Между тем все эти последние истории продолжали быть обдержаниями или напастями невольными: так, прощальный обед, которым княгиня отвлекла почти всех дворян от обеда, данного в пустой зале собрания графу, вовсе не был ею рассчитан на какую-нибудь обиду, а совпал с этим обстоятельством совершенно случайно, или уже после того действительно нет на свете никаких случаев, а есть на все только одна неисповедимая воля, без которой не падает ни волос с головы, ни воробей с кровли.
Бабушка по крайней мере верила так и во всех случайностях видела не то напоминания, не то предуготовления к чему-то большему. Совершая путь свой в Петербург, она часто повторяла в мыслях:
"Готово сердце мое, боже, готово!"
Княгиня уехала в Петербург с маленькими детьми, с Ольгою Федотовною и с Патрикеем. Дети и Ольга помещались вместе с бабушкою в карете, а Патрикей в устроенной сзади откидной коляске, где ему было очень покойно и откуда он с высоты мог далеко вперед видеть дорогу и наблюдать за форейтором и за кучером. Они приехали так скоро, как только тогда было можно. В Протозаново от них никаких вестей еще не приходило.
Рогожин, по отъезде бабушки, заехал домой и сидел однажды у себя в сенном чулане и в одно и то же время читал какую-то книгу, ел квас со свеклою и бил ложкою по лбам налезавших на него со всех сторон ребят. В это самое время пред открытыми дверями его сеней остановилась вскачь прибежавшая лошадь, и с нее спрыгнул посол из Протозанова.
Рогожин узнал известного ему верхового мальчика и вскричал:
- Пхэ! Что у вас, мальчуган?
- У нас ничего-с, а у вас худо, - отвечал бойкий мальчик.
- Ну!
Мальчишка, комкая шапку, подошел к самому плечу Дон-Кихота и, оглянувшись, вдруг прошептал;
- Господа приехали...
- Какие господа?
- Лихо их знает... чиновники...
Ну, ты, дурак, вперед знай, что чиновники не господа, а что дальше - сказывай.
- Вас ищут... Управитель шибко скакать велел.
Дон-Кихот стоял и соображал: этого еще никогда не было, чтоб его смели искать в княгинином доме... Он видел в этом новость, в которой обсуждал не свое положение, а то, какое значение имеет это по отношению к Варваре Никаноровне. Пользуются ли тем, что ее дома нет, или уже отныне и ее не боятся и не уважают по-прежнему? Откуда это? Конечно, не от здешних: у них на это еще не хватило бы смелости... Нет; это оттуда, где она сама теперь... одна...
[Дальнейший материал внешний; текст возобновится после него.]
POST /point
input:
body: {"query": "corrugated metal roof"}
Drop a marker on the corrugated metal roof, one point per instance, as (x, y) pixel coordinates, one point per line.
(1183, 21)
Рогожин, в половине этого размышления, завел палец в рот и, все туже и туже натягивая им свою щеку, при последней мысли вдруг хлопнул на воздух и в ту же минуту заорал:
- Эй! Зинобей!
Двужильные одры в лыке и мочале и Зинка в конопляном шлыке выросли как по мановению.
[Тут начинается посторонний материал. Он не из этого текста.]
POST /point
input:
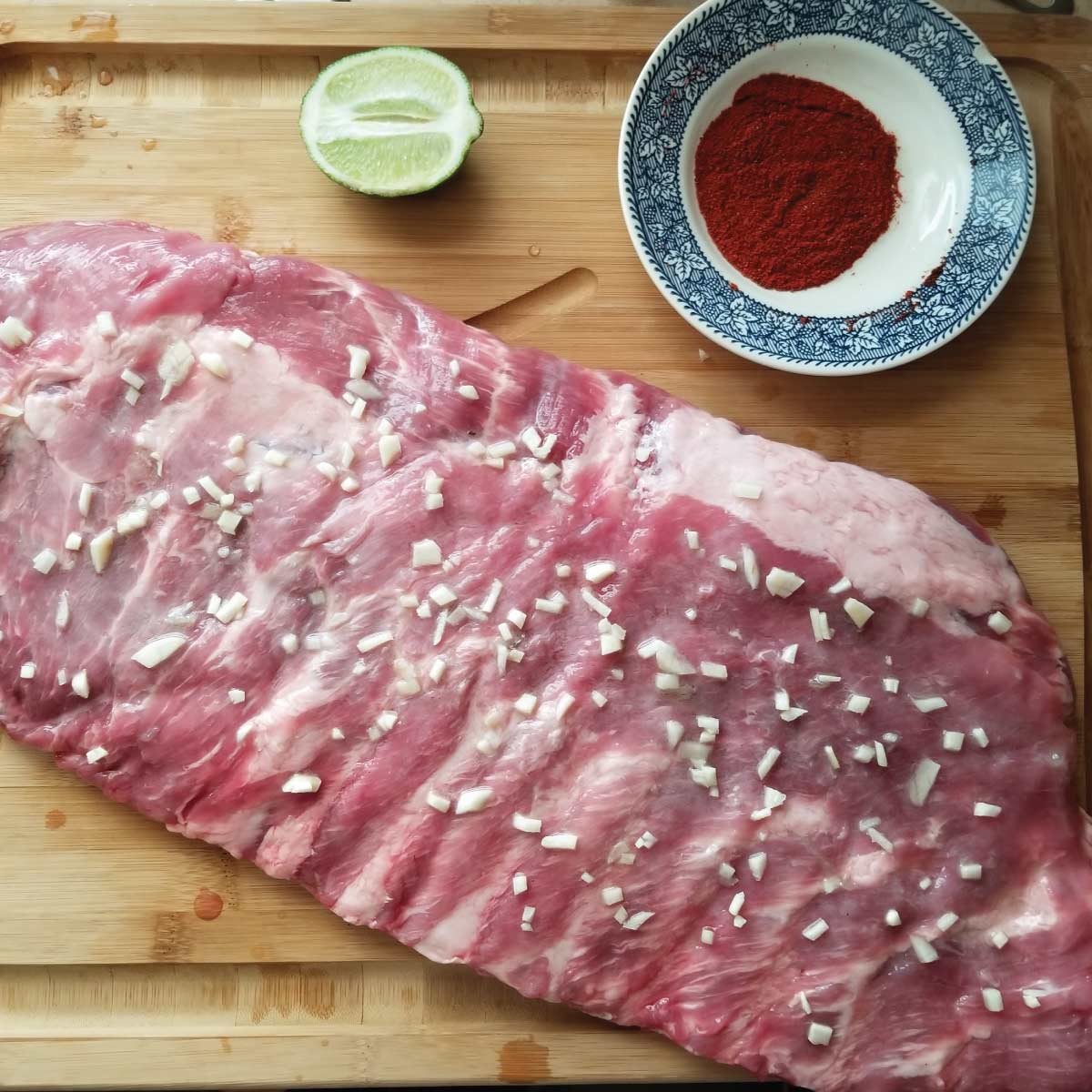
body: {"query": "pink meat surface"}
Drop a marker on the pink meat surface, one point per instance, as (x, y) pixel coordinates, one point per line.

Дон-Кихот вскочил в экипаж и скомандовал:
- В Петербург!
Зинка хотя не знал этой дороги, но задергал и завизжал:
- Ну, караси! подергивай-ка-си!
Через три недели одры стояли у Московской заставы в Петербурге, а Дон-Кихот, высунувшись из кибитки, одною рукой заслонял какую-то пыльную кутафью, а другою, опираясь на Зинку, громко орал:
- Солдат! а солдат! где здесь Мойка?
Проходивший солдат рассказал ему, где Мойка, и Зинка опять запрял вожжами.
Одры неслись тем же аллюром, точно не они сделали в эти дни целые полторы тысячи верст.
Через час они проскакали мимо каменных львов в ворота протозановского дома и остановились у широкого, выпуклого полукруглого подъезда.
Дон-Кихот выскочил и потащил за собою пыльную кутафью, в которой теперь не трудно было узнать дьяконицу Марью Николаевну.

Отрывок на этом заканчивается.